Мать Ханна замерла и обернулась - она явно колебалась. С минуту ее теплые шоколадные глаза искали что-то в его чертах, и было то что-то в его болезненно изломанных чертах, в почти серых глазах, или же все же долг победил, но спустя минуту колебаний она благосклонно кивнула. Он позволил себе облегченно выдохнуть. Обманывать людей просто, они сами желают обмануться.
- Хорошо, дитя, - она сделала жест рукой, указывая на какой-то закуток, скрытый за цветущим кустарником, и мимолетно скользнула теплой ладонью по его руке.
Они направились в небольшой уголок между кельями. Три скамейки полукругом и вездесущая статуя Андрасте по центру, и все это в окружении благоухающего цветника. Мать Ханна предложила ему сесть на одну из каменных лавочек. И он выбрал дальнюю, ту, что была напротив узкого выхода из закутка, вынуждая сурового храмовника встать спиной к выходу, не упуская Айнона из виду. Мать села рядом. Она была уже не молода, и ее карие глаза смотрели на него тепло и сострадательно. Вот только ему сострадание вообще было не нужно. Ни ее, ни чье-то еще. Какой толк от сострадания? Бессмысленное чувство.
- Простите, Мать Ханна, не мог бы он уйти? - Айнон бросил обеспокоенный взгляд на телохранителя.

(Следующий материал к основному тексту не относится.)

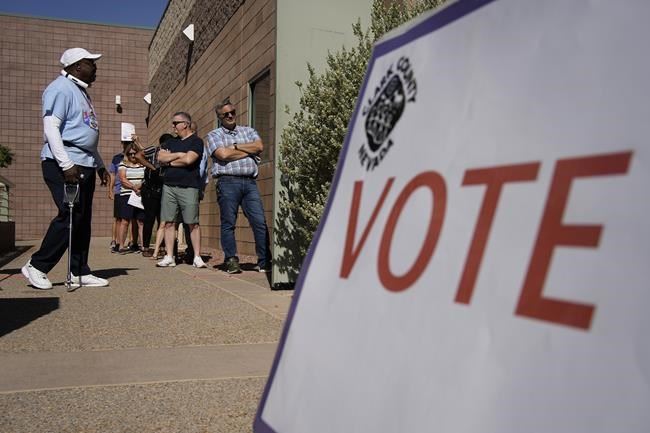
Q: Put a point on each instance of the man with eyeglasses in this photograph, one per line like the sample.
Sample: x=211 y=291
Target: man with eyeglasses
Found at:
x=181 y=185
x=69 y=156
x=235 y=153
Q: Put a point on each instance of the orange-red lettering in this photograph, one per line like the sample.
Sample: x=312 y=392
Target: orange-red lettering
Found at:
x=552 y=233
x=436 y=184
x=350 y=253
x=494 y=178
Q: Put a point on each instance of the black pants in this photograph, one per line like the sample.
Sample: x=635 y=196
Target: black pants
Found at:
x=151 y=215
x=55 y=242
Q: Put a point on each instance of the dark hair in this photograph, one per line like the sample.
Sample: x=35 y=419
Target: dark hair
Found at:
x=183 y=114
x=163 y=138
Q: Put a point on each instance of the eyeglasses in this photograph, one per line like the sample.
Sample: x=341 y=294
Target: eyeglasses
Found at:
x=87 y=62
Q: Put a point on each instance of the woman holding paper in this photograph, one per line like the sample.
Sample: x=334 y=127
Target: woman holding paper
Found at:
x=131 y=174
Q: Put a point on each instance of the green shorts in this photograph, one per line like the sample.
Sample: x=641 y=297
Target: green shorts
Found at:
x=176 y=198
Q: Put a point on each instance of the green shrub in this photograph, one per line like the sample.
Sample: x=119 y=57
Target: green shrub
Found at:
x=311 y=142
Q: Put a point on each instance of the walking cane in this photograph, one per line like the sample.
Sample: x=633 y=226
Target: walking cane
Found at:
x=70 y=197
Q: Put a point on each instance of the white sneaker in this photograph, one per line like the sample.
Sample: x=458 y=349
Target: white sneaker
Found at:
x=36 y=278
x=199 y=263
x=167 y=262
x=89 y=281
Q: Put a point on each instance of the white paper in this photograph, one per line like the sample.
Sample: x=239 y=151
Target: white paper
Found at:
x=128 y=129
x=135 y=200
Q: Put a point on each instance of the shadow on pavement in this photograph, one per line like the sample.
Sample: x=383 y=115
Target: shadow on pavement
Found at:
x=18 y=312
x=112 y=272
x=9 y=256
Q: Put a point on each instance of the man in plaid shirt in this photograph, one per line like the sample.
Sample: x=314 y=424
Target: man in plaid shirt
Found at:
x=235 y=153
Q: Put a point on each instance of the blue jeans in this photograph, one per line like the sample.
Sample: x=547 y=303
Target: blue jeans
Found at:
x=232 y=192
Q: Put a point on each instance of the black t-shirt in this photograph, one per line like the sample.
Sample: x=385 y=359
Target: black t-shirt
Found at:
x=187 y=176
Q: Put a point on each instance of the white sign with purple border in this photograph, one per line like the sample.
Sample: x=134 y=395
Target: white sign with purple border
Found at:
x=483 y=263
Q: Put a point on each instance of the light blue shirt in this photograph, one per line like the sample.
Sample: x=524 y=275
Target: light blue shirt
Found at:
x=79 y=128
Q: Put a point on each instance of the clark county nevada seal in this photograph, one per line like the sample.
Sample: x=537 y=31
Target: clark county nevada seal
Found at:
x=396 y=88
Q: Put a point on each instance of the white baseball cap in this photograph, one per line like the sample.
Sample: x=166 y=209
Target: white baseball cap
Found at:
x=73 y=55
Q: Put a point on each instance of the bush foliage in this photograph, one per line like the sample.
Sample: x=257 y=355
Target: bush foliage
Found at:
x=311 y=142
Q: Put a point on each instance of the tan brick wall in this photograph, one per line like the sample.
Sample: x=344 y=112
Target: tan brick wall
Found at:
x=209 y=18
x=171 y=24
x=239 y=53
x=30 y=50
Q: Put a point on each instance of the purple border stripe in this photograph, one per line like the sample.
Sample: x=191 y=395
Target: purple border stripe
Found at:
x=436 y=21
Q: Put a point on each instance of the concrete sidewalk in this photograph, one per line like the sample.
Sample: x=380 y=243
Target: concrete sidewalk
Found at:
x=160 y=350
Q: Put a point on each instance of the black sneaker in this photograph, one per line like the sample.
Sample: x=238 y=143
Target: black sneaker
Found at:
x=232 y=266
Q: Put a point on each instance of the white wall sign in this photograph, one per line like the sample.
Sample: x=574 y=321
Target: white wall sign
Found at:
x=483 y=262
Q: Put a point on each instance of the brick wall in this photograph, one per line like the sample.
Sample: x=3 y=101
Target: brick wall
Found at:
x=30 y=50
x=242 y=50
x=171 y=25
x=209 y=18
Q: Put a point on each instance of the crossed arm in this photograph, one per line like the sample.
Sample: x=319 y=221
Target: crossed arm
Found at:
x=177 y=159
x=239 y=151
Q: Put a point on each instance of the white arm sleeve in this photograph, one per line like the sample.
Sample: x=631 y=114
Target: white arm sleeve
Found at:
x=51 y=126
x=99 y=160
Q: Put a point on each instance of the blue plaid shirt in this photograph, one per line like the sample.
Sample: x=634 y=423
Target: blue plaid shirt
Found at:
x=222 y=137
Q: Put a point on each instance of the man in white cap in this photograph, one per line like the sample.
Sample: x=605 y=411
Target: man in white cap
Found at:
x=69 y=155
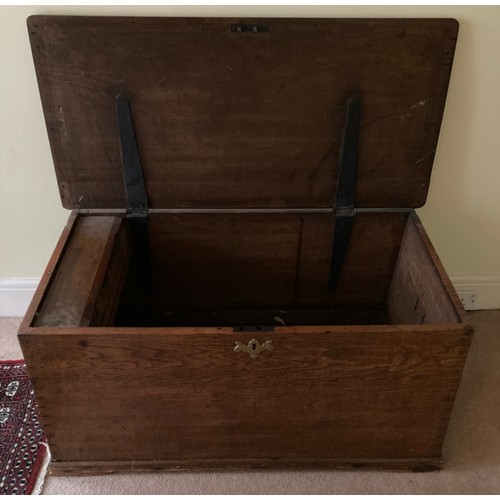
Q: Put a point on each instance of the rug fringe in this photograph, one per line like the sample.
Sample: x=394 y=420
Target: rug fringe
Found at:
x=42 y=473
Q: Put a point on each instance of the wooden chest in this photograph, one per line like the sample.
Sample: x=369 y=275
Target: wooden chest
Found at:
x=243 y=281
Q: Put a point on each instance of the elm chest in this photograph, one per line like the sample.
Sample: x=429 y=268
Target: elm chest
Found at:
x=243 y=281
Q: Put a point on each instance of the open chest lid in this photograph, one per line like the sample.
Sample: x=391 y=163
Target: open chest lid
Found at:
x=232 y=113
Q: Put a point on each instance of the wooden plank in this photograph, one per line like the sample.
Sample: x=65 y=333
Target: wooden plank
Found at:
x=368 y=266
x=252 y=126
x=248 y=320
x=86 y=285
x=205 y=261
x=418 y=294
x=264 y=261
x=49 y=273
x=335 y=394
x=98 y=468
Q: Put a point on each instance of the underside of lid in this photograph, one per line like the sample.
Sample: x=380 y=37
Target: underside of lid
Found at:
x=232 y=113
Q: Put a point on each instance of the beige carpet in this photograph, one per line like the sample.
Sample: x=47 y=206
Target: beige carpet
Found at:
x=472 y=448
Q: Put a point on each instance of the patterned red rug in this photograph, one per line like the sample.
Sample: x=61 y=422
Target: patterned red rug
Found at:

- Керас - мой телохранитель, и он - храмовник, он ничего никому не расскажет, не нужно беспокоиться, - храмовник саркастично усмехнулся, и Айнон сделал вид, что не слышал его. - Итак, дитя, в чем ты хотел покаяться?
Она положила ладонь на его кисть, лежащую на коленях. Сухая старческая рука жгла своим теплом его кожу. Женщина улыбалась, весь ее вид был подобен святости невесты Создателя. С нее можно было лепить вечный, безликий образ Андрасте. До чего же все это бессмысленно… Все эти тепло и сострадание, не подкрепленные действием, они были обычной ложью. Сколько людей радостно обманываются ими? У нее были узкие запястья, хрупкие, как и все старческие кости. Она прожигала его своим пониманием и добротой, они жгли, но не были способны растопить.